Every data-rich community research effort requires a clear plan for ensuring the quality of the data interpretation and comparability of analyses. To address this need within the Human Proteome ...Project (HPP) of the Human Proteome Organization (HUPO), we have developed through broad consultation a set of mass spectrometry data interpretation guidelines that should be applied to all HPP data contributions. For submission of manuscripts reporting HPP protein identification results, the guidelines are presented as a one-page checklist containing 15 essential points followed by two pages of expanded description of each.

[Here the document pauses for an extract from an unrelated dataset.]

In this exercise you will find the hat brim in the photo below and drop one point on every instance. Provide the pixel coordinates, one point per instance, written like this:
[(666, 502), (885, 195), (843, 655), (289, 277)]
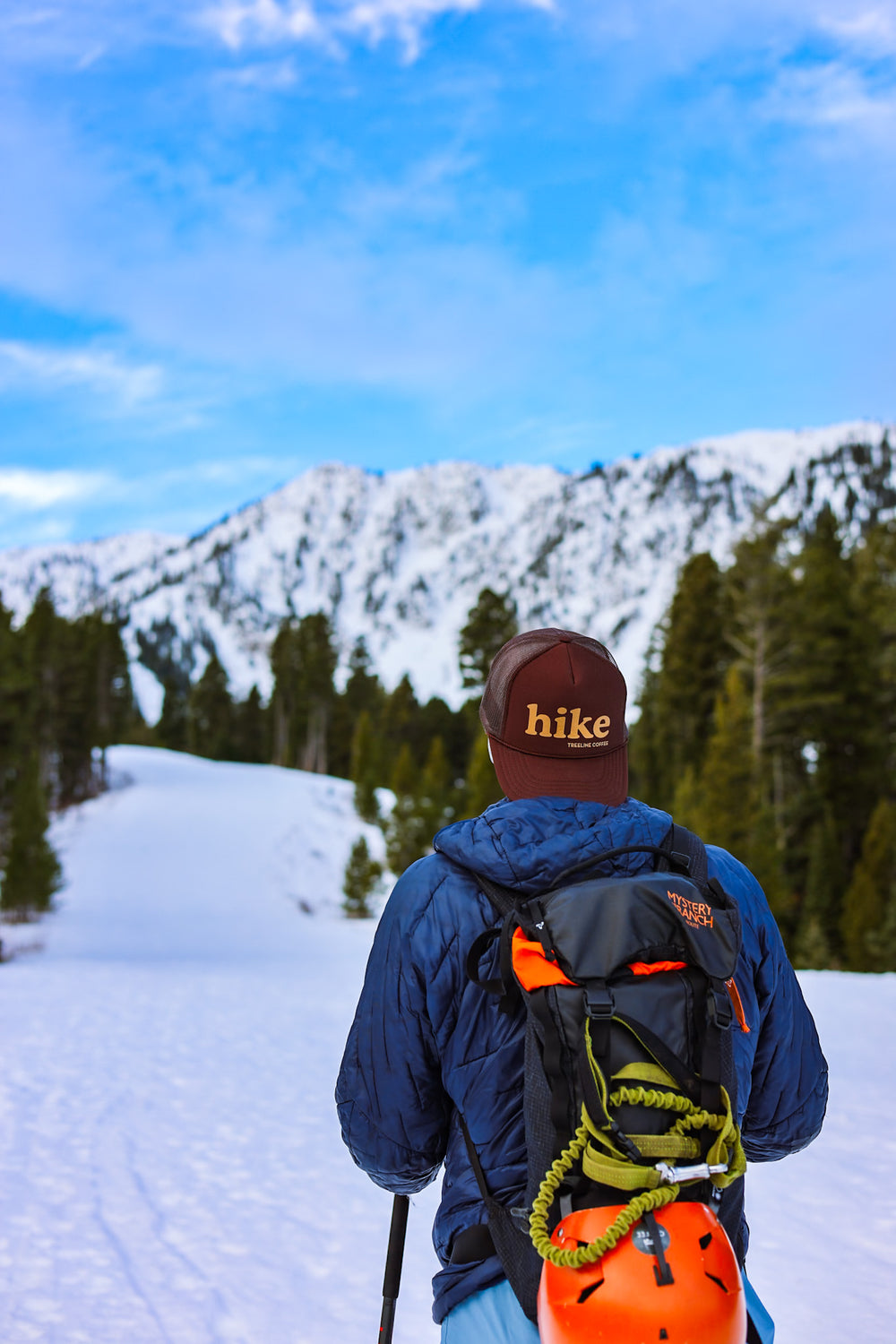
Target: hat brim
[(602, 779)]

Here we present an overview of the guidelines and provide an in-depth description of each of the 15 elements to facilitate understanding of the intentions and rationale behind the guidelines, for both authors and reviewers. Broadly, these guidelines provide specific directions regarding how HPP data are to be submitted to mass spectrometry data repositories, how error analysis should be presented, and how detection of novel proteins should be supported with additional confirmatory evidence. These guidelines, developed by the HPP community, are presented to the broader scientific community for further discussion.